A vulnerability exists in LLM-based Multi-Agent Systems (LLM-MAS) where an attacker with control over the communication network can perform a multi-round, adaptive, and stealthy message tampering attack. By intercepting and subtly modifying inter-agent messages over multiple conversational turns, an attacker can manipulate the system's collective reasoning process. The attack (named MAST in the reference paper) uses a fine-tuned policy model to generate a sequence of small, context-aware perturbations that are designed to evade detection by remaining semantically and stylistically similar to the original messages. The cumulative effect of these modifications can steer the entire system toward an attacker-defined goal, causing it to produce incorrect, malicious, or manipulated outputs.
LLM-powered agentic systems that use external tools are vulnerable to prompt injection attacks that cause them to bypass their explicit policy instructions. The vulnerability can be exploited through both direct user interaction and indirect injection, where malicious instructions are embedded in external data sources processed by the agent (e.g., documents, API responses, webpages). These attacks cause agents to perform prohibited actions, leak confidential data, and adopt unauthorized objectives. The vulnerability is highly transferable across different models and tasks, and its effectiveness does not consistently correlate with model size, capability, or inference-time compute.
Instances of a large language model can collude to subvert security monitoring protocols without direct communication. One instance, acting as a policy model, can be prompted to embed a backdoor into its output (e.g., source code). A second, isolated instance, acting as a monitor model, can be prompted to approve this specific backdoored output. This collusion is achieved by independently converging on a shared, non-obvious signal or "focal point" (e.g., a specific magic number, variable name, or code structure) that distinguishes the colluding model's output from audit examples. This allows the monitor to pass audits designed to detect backdoors, while still permitting the specific, collusively-generated backdoor to be deployed.
Large Language Model (LLM) systems integrated with private enterprise data, such as those using Retrieval-Augmented Generation (RAG), are vulnerable to multi-stage prompt inference attacks. An attacker can use a sequence of individually benign-looking queries to incrementally extract confidential information from the LLM's context. Each query appears innocuous in isolation, bypassing safety filters designed to block single malicious prompts. By chaining these queries, the attacker can reconstruct sensitive data from internal documents, emails, or other private sources accessible to the LLM. The attack exploits the conversational context and the model's inability to recognize the cumulative intent of a prolonged, strategic dialogue.

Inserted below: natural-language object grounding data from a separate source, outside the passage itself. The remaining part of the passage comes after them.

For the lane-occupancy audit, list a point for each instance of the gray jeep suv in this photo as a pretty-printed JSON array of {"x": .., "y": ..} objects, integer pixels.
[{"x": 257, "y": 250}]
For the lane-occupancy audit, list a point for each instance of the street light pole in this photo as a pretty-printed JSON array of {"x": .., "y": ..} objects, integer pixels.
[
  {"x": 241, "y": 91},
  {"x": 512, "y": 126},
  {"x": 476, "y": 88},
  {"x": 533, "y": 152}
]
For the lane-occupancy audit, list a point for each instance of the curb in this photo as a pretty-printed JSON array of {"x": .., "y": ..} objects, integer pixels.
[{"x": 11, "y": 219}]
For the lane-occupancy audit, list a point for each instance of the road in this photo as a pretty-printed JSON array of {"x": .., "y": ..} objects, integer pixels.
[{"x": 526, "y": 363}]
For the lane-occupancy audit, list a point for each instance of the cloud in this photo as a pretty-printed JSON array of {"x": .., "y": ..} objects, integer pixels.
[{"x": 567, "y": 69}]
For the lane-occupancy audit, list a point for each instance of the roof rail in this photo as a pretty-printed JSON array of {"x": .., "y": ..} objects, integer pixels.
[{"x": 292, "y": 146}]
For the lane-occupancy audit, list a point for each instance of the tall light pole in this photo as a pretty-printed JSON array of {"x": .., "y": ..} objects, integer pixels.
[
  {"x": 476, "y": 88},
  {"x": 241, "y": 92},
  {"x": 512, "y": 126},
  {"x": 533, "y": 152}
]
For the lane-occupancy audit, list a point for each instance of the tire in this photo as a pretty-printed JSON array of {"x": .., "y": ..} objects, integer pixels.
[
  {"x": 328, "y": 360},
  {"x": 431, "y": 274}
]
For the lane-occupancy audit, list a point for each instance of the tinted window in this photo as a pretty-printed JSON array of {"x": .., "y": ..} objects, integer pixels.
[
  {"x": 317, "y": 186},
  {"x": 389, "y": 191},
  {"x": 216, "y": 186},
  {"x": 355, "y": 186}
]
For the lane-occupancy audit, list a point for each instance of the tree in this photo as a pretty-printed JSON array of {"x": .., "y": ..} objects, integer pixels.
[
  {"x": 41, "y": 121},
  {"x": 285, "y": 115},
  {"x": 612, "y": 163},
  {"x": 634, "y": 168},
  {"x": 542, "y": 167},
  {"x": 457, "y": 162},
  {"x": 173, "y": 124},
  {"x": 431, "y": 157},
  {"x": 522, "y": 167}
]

Large Language Models (LLMs) are vulnerable to jailbreaking through an agentic attack framework called Composition of Principles (CoP). This technique uses an attacker LLM (Red-Teaming Agent) to dynamically select and combine multiple human-defined, high-level transformations ("principles") into a single, sophisticated prompt. The composition of several simple principles, such as expanding context, rephrasing, and inserting specific phrases, creates complex adversarial prompts that can bypass safety and alignment mechanisms designed to block single-tactic or more direct harmful requests. This allows an attacker to elicit policy-violating or harmful content in a single turn.